Background: Bullous systemic lupus erythematosus (BSLE) is a rare subtype of systemic lupus erythematosus, accounting for less than 1% of systemic lupus erythematosus (SLE) [1]. It is common in adults aged 20 to 40, with female predominace [2]. Its skin manifestations are mainly tensive blisters, especially involving oral and genital mucosa, Nissl’s sign is mostly negative, blisters break and heal to form pigmentation of varying degrees, leaving no scar. At present, the main treatment is systemic application of corticosteroids combined with immunosuppressants. Here, we report a BSLE who successfully treated with mycophenolate mofetil (MMF) combined with glucocorticoid.
Objectives: To be vigilant in the early identification of BSLE, and through the treatment experience of this case, it can provide a basis for the use of Mycophanol ester as the preferred drug for the treatment of BSLE in the future.
Methods: The clinical manifestation, laboratory test, treatment, and outcome were described.
Results: A 50-year-old female patient with systemic lupus erythematosus presented with wandering joint pain for 1 year and sporadic patchy erythema on eyelid, hands, and neck for 7 months.
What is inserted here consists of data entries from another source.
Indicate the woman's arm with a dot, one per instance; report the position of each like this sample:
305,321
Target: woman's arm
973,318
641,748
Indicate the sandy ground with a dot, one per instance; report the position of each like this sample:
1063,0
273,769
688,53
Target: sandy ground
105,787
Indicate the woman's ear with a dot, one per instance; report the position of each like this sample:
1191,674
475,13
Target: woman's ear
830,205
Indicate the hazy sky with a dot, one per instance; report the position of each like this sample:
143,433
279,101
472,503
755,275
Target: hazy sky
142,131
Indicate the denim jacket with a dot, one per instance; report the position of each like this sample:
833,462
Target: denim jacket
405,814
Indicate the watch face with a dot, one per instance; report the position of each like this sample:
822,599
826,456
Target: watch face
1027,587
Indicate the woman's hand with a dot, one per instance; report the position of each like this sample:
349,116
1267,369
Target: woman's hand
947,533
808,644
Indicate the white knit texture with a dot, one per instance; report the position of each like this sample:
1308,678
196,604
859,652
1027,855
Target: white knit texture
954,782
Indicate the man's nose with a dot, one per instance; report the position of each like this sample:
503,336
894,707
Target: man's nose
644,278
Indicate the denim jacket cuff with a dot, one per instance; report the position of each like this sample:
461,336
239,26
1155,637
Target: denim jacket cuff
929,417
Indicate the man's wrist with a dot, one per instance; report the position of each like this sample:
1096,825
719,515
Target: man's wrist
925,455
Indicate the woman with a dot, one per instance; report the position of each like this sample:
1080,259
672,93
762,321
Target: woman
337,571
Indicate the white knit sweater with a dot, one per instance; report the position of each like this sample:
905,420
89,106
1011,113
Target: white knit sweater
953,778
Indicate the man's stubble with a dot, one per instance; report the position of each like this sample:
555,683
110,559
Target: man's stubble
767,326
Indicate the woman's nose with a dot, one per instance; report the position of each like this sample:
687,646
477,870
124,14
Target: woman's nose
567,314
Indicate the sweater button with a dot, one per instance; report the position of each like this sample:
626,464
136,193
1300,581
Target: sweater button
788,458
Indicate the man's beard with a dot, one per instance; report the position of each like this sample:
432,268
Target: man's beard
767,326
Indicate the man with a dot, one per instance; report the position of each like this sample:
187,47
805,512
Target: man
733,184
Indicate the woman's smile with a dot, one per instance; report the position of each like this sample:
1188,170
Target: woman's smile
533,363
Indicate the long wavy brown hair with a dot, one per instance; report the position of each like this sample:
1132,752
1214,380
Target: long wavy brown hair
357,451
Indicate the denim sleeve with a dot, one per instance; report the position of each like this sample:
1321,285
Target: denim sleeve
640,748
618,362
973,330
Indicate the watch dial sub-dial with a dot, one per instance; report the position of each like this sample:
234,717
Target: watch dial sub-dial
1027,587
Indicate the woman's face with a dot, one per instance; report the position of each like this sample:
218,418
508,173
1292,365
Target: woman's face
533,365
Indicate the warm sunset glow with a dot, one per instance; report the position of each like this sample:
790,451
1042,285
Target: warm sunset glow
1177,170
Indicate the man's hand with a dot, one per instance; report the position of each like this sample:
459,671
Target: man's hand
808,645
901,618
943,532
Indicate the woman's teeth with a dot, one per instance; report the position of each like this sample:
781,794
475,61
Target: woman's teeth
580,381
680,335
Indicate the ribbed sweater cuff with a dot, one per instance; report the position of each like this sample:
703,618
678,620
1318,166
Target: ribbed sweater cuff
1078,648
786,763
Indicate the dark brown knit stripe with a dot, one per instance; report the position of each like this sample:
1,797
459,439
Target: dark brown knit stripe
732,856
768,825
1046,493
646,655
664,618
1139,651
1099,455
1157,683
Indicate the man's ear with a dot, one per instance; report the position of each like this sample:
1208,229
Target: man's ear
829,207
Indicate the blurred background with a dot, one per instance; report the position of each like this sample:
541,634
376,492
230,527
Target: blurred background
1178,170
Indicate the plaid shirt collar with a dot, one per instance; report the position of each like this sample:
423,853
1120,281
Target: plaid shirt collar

There are blisters on part of her erythema and normal skin, about 1mm-15mm in diameter, the blister fluid is cool, fusion is broken, and Nissl’s sign is negative. She suffered from anemia, albuminuria, polyserous effusion and other system damage. Skin histopathology showed mild hyperkeratosis of epidermis, formation of subepidermal blisters and accumulation of a large number of neutrophils; direct immunofluorescence showed that the positive expressions of IgA, IgG and C3 were found in the basement membrane of the skin, leading to a diagnosis of BSLE. In the initial stage, patients were treated with high-dose glucocorticoid (160 mg, qd) combined with immunosuppressants (thalidomide and hydroxychloroquine), but the number of blisters increased. After treatment with MMF (1 g, bid), the skin lesions disappeared, joint pain relieved, anemia was corrected, and polyserous effusion was absorbed. She was followed up for half a year and there was no recurrence.
Conclusion: Patients with BSLE are often accompanied by multiple system damage [2], so it is critical to correctly identify BSLE and provide appropriate treatment as soon as possible. For patients who do not respond to single glucocorticoid therapy, combined with MMF can be used as the preferred drug for the treatment of BSLE in the future.
REFERENCES:
[1] L. Duan et al., Treatment of Bullous Systemic Lupus Erythematosus. Journal of immunology research 2015, 167064 (2015).
[2] K. Chanprapaph, S. Sawatwarakul, V. Vachiramon, A 12-year retrospective review of bullous systemic lupus erythematosus in cutaneous and systemic lupus erythematosus patients. Lupus 26, 1278-1284 (2017).
BSLE. Blisters can be seen on the face, neck, armpits and arms.
BSLE = bullous systemic lupus erythematous.